The typical violations are restrictions of the territory where a purchaser may sell the contract goods or services (“territorial restriction”) and restrictions regarding customers to whom a purchaser may sell the contract goods or services (“customer restriction”).

Certain exemptions apply for vertical agreements. Vertical agreements are generally permitted, inter alia, if:

  • (i) the supplier has a market share of less than 20% on the relevant market where the contract goods are sold, and (ii) the purchaser has a market share of less than 20% on the relevant market where the contract goods are purchased;

or

  • (i) the supplier sells the goods to 2 or more buyers, (ii) the supplier has a market share of less than 35% on the relevant market where the contract goods are sold, (iii) supplier and purchaser do not compete with each other, and (iv) the purchaser does not produce goods similar to the goods produced by the supplier.
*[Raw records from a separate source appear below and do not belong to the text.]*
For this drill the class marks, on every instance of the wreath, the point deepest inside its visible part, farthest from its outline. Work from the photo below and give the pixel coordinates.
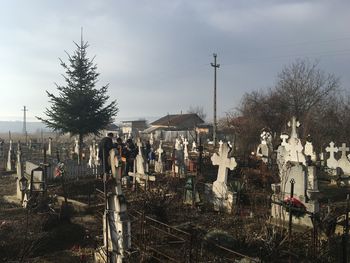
(297, 208)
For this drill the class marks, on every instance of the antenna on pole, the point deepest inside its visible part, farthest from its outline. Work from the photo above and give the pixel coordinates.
(81, 36)
(215, 66)
(25, 122)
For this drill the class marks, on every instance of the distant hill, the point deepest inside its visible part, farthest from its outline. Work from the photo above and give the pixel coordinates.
(17, 126)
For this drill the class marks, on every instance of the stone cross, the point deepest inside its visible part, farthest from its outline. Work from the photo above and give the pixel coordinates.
(220, 146)
(76, 148)
(332, 162)
(151, 139)
(223, 162)
(343, 162)
(185, 149)
(49, 148)
(139, 144)
(194, 146)
(343, 149)
(284, 138)
(178, 144)
(160, 151)
(294, 124)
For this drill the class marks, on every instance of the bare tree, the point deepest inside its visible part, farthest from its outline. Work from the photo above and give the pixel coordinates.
(302, 90)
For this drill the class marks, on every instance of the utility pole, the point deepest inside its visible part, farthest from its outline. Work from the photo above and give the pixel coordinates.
(25, 122)
(215, 66)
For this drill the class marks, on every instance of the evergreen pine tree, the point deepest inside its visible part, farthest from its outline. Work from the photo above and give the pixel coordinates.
(80, 108)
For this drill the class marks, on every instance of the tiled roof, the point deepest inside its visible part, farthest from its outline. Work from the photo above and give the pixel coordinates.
(175, 120)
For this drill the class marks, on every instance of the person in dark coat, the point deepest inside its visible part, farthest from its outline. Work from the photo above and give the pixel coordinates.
(105, 145)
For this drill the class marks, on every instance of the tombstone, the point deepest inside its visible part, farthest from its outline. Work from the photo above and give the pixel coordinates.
(9, 166)
(140, 163)
(223, 198)
(179, 164)
(76, 146)
(97, 158)
(19, 164)
(331, 161)
(185, 143)
(194, 147)
(191, 195)
(291, 165)
(159, 163)
(91, 157)
(49, 148)
(220, 146)
(264, 149)
(151, 139)
(343, 162)
(116, 223)
(309, 150)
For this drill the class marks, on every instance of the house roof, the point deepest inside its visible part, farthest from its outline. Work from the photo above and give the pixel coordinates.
(112, 127)
(176, 120)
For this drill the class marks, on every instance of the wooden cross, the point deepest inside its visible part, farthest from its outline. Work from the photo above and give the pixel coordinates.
(223, 162)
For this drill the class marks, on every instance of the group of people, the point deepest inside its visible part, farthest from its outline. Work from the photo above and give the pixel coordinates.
(126, 153)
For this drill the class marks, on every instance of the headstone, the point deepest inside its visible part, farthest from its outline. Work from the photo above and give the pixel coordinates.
(185, 143)
(76, 146)
(220, 146)
(116, 224)
(140, 163)
(49, 148)
(331, 161)
(223, 198)
(9, 158)
(343, 162)
(263, 151)
(194, 147)
(309, 150)
(151, 139)
(159, 164)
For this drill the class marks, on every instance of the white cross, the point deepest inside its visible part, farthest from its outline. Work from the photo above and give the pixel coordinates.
(294, 124)
(220, 146)
(284, 138)
(151, 139)
(343, 149)
(332, 162)
(160, 151)
(185, 149)
(139, 144)
(224, 162)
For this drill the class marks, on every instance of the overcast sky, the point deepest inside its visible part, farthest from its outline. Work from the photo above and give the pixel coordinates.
(156, 55)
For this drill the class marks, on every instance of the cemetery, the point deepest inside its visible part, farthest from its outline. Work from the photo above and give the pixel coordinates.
(174, 203)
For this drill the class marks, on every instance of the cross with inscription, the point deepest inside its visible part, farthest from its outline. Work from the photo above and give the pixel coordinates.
(332, 162)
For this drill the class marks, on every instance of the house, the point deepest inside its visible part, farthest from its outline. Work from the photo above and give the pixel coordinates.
(133, 127)
(171, 126)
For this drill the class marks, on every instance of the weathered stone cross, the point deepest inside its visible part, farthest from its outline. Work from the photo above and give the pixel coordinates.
(284, 138)
(332, 162)
(224, 162)
(160, 151)
(343, 149)
(294, 124)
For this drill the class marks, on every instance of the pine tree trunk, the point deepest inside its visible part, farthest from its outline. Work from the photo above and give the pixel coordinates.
(81, 137)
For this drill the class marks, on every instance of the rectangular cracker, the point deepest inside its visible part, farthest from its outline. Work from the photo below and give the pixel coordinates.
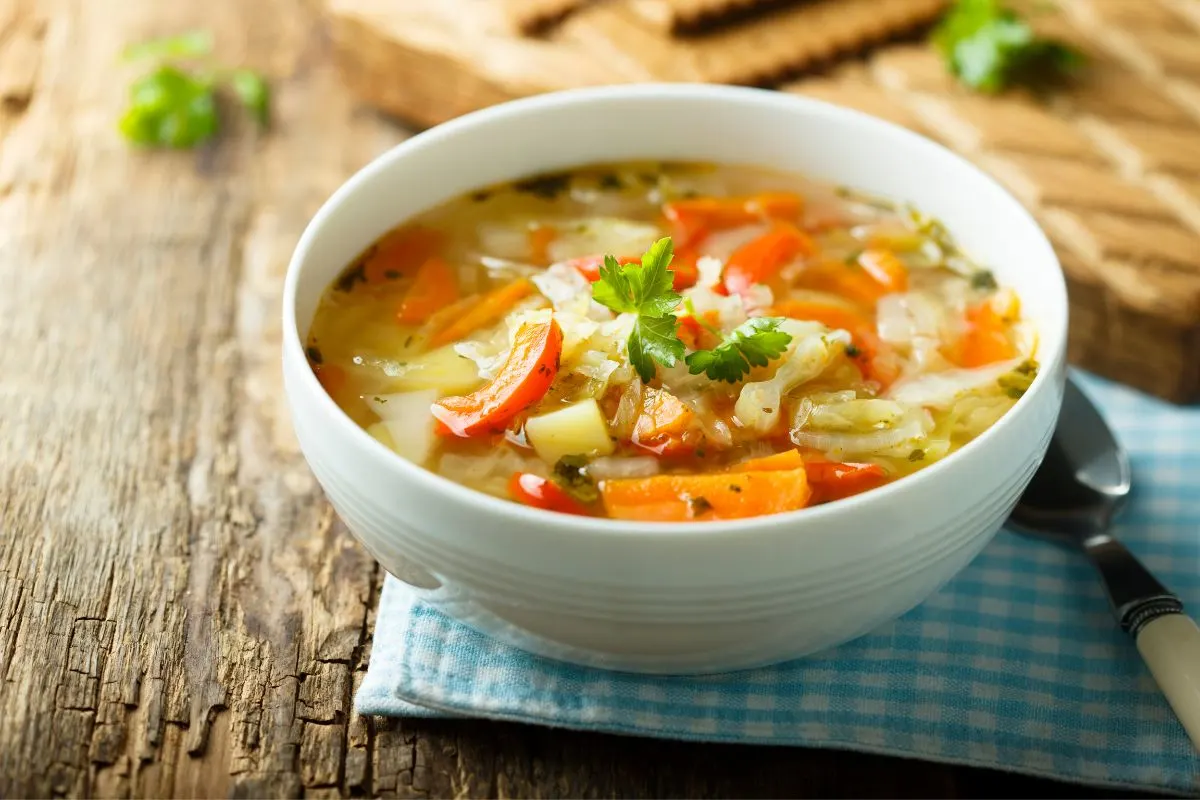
(528, 17)
(689, 16)
(757, 52)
3. Other Commercial Agreements

Other commercial agreements including vertical and horizontal agreements are prohibited if they lead or at least can lead to the restriction of competition (Art. 11 (4) RCL). This includes, inter alia:

Other commercial agreements including vertical and horizontal agreements are prohibited if they lead or at least can lead to the restriction of competition (Art. 11 (4) RCL). This includes, inter alia:
  • Imposition of disadvantageous contractual conditions on the other party which do not relate to the subject matter of the agreement;
  • Unjustified determination of different prices for the same goods;
  • Creation of barriers for other companies to enter or leave the respective market;
  • Determination of conditions of membership in professional and other associations.

4. Inter-Company Agreements

The restrictions listed above do not apply to inter-company agreements. Agreements in a parent-subsidiary relationship or agreements between sister companies under direct or indirect joint control of one parent do not violate the RCL even in case there are anticompetitive provisions in these agreements. A corresponding control generally requires holding of more than 50% of shares. However, the exemption does not apply if any group company being part of the agreement holds a dominant position on the respective market.